The strength of Pringle and Jacobson's book is in its detail, stomach-churning at times. Although their style is journalistic and their prose plain, I supposed it must be effective, as I frequently found my eyes welling up with tears of rage. Most accounts of Bloody Sunday focus on the out-of-control nature of the Paras, but Pringle and Jacobson appropriately detail the command failures that led to the tragedy: the ill-conceived use of an elite, lethally-armed regiment to perform a police function; the decision to place civilians at risk; the lack of any overall political strategy to deal with the North; the failure of radio communications that placed the Paras beyond control of headquarters.

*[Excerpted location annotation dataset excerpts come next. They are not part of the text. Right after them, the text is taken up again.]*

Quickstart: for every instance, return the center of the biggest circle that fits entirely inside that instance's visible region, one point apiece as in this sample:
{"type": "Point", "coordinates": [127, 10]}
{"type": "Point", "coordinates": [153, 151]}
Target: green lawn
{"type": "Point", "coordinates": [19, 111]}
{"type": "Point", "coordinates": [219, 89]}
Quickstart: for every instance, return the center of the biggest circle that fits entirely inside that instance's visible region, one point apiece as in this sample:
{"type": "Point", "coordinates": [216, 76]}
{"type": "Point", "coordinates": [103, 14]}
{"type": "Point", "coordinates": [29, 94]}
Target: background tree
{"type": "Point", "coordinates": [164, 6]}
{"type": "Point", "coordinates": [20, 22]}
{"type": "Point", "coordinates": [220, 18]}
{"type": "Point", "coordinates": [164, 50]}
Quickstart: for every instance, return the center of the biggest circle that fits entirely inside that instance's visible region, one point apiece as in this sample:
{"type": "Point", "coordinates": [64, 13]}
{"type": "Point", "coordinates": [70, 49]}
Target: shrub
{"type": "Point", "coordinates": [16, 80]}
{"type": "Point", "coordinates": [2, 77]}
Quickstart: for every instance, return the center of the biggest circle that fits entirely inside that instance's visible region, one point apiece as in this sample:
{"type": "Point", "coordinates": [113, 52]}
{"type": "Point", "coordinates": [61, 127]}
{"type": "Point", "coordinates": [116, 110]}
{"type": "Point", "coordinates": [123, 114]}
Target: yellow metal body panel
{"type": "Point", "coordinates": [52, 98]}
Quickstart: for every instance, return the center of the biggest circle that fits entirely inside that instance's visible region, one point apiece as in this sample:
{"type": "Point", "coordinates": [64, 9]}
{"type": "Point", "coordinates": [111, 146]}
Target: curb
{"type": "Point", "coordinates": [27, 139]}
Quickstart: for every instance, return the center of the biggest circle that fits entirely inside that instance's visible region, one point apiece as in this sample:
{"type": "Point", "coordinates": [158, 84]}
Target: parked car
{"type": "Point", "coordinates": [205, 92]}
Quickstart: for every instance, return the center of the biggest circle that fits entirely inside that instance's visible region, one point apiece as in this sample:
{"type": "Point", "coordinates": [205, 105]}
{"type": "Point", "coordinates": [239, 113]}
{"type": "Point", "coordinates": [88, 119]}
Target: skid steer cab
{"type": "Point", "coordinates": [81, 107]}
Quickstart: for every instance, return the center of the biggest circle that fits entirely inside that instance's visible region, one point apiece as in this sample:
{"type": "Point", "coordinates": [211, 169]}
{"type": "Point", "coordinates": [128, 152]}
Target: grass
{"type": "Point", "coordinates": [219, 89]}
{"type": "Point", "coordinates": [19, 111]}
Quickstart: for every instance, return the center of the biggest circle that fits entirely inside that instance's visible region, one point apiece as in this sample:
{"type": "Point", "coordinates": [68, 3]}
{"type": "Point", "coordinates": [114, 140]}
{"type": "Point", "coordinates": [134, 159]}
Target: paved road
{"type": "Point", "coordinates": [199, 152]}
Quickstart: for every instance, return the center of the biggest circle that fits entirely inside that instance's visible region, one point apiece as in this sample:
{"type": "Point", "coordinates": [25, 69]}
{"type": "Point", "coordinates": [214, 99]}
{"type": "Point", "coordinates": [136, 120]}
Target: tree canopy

Aside from the political significance of Bloody Sunday, the drama of that day illuminates human nature at its best and worst: the teenaged first aid worker Eibhlin Lafferty, preventing a rabid soldier from finishing off a wounded man, asking him, "Are you mad?"; Barney McGuigan, waving a handkerchief to come to the aid of the dying Paddy Doherty, saying "They'll not shoot me" moments before his head was blown apart; Alex Nash, grievously injured running toward his dying son, Willie; the priests who braved gunfire to administer the last rites; the hapless Catholic businessman McKinney, stuck in the march on his way back from meeting an associate, shot by the army with his hands up.

I would have given the book 5 stars, but the account of the political aftermath of Bloody Sunday is perfunctory, and more follow-up on some of the participants would have been interesting. What happened to Alana Burke, who apparently had a spinal injury after been struck by a Saracen? What happened to the young soccer player whose leg was shattered by a bullet? How did the tragedy affect the lives of those involved in years to come?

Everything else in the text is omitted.